Besides the SC population, SC marker genes, and potential TN CSC populations, we also identified a S100A7, S100A8, and S100A9 expressing normal mammary luminal progenitor cell population. We determined that these three genes are strongly associated with the HER2 BrC subtype and hypothesized that transformed cells from this population become HER2-overexpressing BrCs. Many scientific papers have shown that these three genes are associated with HER2 BrCs and are often correlated with poor BrC patient outcomes. S100A7 expression is negatively correlated with ESR1 and PGR in human BrCs and correlated with decreased disease-free and overall survival [64, 65]. High S100A8 expression is positively correlated with HER2 expression and negatively correlated with ESR1 and PGR expression [66–68]. Further, high S100A8 expression is associated with increased cancer relapse and lower overall and disease-free survival [66]. S100A9 has also been correlated with HER2 BrCs and poor overall survival [67–69]. Further, a Luminal A cell line treated with 100A8/A9 had a marked decrease in ESR1 expression, suggesting that S100A8/A9 may have a causal role in the HER2 BrC phenotype [67]. Together, there is strong evidence in the literature that S100A7, S100A8, and S100A9 are negative BrC prognostic markers and are associated with HER2 BrCs, as we suggest in this research.

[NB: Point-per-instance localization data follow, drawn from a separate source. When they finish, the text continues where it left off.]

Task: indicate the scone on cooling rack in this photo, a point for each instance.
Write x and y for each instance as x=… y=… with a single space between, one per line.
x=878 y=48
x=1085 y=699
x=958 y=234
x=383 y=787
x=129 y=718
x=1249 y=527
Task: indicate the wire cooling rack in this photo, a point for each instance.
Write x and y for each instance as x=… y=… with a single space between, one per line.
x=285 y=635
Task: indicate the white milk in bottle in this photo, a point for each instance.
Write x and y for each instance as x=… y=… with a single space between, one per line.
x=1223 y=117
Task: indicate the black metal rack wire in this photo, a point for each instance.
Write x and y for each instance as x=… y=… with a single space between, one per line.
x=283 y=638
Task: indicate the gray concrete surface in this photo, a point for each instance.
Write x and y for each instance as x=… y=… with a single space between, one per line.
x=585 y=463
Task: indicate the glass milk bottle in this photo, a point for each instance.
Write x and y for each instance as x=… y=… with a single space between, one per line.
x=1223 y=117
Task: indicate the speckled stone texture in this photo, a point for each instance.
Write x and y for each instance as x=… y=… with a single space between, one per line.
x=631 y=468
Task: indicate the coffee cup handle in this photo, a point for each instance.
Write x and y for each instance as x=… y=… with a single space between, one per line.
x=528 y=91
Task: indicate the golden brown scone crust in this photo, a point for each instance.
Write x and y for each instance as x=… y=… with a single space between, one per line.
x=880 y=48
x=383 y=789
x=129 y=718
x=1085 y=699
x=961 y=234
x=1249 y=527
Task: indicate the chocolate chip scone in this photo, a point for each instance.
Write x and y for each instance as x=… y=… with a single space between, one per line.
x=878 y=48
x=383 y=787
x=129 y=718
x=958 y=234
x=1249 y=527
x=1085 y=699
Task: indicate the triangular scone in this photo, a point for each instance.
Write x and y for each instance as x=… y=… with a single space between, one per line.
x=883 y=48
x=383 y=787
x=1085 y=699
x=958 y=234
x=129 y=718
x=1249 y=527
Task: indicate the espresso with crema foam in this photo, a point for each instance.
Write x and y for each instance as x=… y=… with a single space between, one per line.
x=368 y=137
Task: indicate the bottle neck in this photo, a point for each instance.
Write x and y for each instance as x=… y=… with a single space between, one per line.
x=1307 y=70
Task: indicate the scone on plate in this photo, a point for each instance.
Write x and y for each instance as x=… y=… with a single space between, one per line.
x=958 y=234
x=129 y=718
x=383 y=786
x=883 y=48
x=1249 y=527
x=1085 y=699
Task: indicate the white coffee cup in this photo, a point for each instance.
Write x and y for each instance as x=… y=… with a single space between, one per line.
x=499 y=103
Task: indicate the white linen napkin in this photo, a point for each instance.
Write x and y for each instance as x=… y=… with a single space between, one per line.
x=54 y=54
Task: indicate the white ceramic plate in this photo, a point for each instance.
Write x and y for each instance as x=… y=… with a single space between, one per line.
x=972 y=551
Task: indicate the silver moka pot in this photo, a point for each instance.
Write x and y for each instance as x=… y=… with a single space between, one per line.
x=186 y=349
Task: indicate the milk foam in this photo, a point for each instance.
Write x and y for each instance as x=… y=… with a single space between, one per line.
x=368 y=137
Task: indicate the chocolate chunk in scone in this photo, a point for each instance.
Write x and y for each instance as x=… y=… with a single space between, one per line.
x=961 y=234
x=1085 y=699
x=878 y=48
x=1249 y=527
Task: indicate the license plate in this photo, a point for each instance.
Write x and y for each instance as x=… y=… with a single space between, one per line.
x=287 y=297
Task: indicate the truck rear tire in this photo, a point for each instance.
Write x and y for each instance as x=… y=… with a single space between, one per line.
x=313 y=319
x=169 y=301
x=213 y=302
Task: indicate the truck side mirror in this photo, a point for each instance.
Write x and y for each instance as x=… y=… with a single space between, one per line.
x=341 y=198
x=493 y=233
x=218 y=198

Interestingly, S100A7, S100A8, and S100A9 are also associated with stem-cell properties in BrC. In BrC, expression of these three genes is associated with effective mammosphere formation and inhibition of these genes stunted mammosphere growth and xenograft tumor growth [70].
As with the SC marker genes, S100A7, S100A8, and S100A9 are promising targets for treatment. We found that these genes are almost exclusively in one luminal progenitor cell population, suggesting that targeted treatment for these genes in HER2 BrC would not cause significant off-target damage to most breast cells, contributing to better patient outcomes.